Introduction
Grepr reduces companies’ observability costs without disrupting engineers’ existing workflows. One way Grepr achieves this cost reduction is by minimizing the number of logs sent to vendors using summarization and intelligent sampling (https://www.grepr.ai/blog/reducing-logging-costs-part-1). However, when working with Application Performance Monitoring (APM) tools that provide full execution traces for requests, engineers expect comprehensive logs associated with those traces. Additionally, users may need trace-like data outside the scope of APM. For example, they might want to see all logs related to a request hitting each endpoint or all logs associated with a Spark job or SQL session. So, how does Grepr balance the need for log reduction with the requirement of providing complete logs for traces?

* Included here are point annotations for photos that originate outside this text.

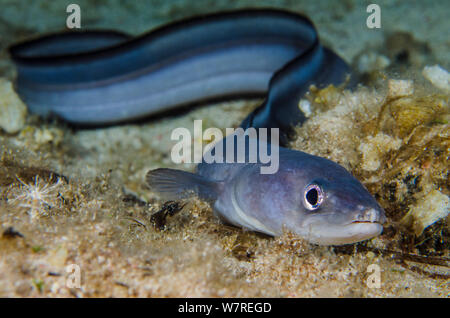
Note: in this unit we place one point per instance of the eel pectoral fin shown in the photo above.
(176, 184)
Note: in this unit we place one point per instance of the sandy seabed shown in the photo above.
(74, 201)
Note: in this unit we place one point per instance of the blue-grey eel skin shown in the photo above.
(96, 78)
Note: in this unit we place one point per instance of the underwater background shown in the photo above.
(75, 199)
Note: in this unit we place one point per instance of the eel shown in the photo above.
(102, 77)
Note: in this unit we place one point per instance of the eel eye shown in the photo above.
(313, 197)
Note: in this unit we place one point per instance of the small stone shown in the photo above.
(371, 62)
(400, 88)
(428, 210)
(438, 76)
(13, 111)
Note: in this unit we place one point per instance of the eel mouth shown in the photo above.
(370, 216)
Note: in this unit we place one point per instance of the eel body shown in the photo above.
(310, 196)
(94, 78)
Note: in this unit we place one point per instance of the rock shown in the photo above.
(438, 76)
(431, 208)
(400, 88)
(13, 111)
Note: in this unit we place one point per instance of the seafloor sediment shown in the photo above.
(77, 197)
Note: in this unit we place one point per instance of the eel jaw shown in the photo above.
(366, 225)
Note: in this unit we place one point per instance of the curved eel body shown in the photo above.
(107, 77)
(93, 78)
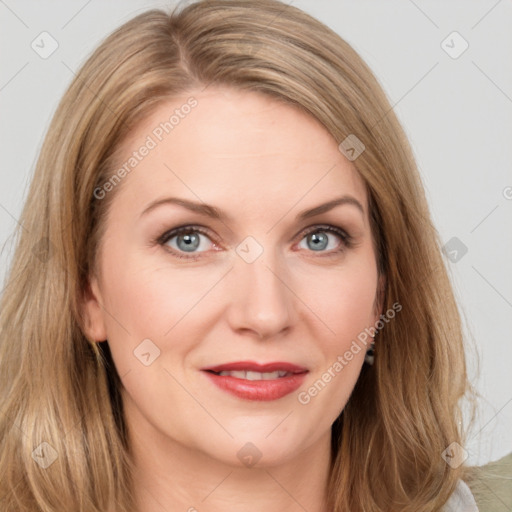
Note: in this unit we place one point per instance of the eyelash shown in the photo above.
(346, 239)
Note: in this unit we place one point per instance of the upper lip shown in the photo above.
(257, 367)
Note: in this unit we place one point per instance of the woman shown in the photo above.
(252, 304)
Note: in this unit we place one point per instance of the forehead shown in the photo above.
(236, 147)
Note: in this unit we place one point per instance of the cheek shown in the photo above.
(344, 300)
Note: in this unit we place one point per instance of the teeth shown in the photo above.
(250, 375)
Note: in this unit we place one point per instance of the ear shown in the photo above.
(379, 297)
(92, 312)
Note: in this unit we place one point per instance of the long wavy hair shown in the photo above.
(60, 398)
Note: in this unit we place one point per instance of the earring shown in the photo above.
(369, 357)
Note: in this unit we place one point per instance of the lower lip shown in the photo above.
(263, 390)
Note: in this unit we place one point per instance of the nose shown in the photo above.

We heard from users that accessing full logs for at least a subset of traces in the vendor tool is important, without having to backfill logs or search in the Grepr Data Lake. The problem is that random log sampling can lead to incomplete trace log sets. Therefore, we need to ensure that a portion of traces have their full set of associated logs passed through to the vendor tool without aggregation.
For the rest of this blog, “trace ID” refers not only to IDs inserted into log messages by APM tools but also to any identifier like a Spark job ID, user ID, or request ID that users consider a “trace” for which they require complete logs.
Feature Overview
To enable users to have a full set of logs for a sample of traces, Grepr needs to:
- Find the trace ID in the message
- Sample unique trace IDs using a sampling ratio specified by the user. 100% means all logs with trace IDs are kept, while 10% means that 1 out of 10 traces will have full logs.
- For the selected trace IDs, forward all logs with those trace IDs to the vendor.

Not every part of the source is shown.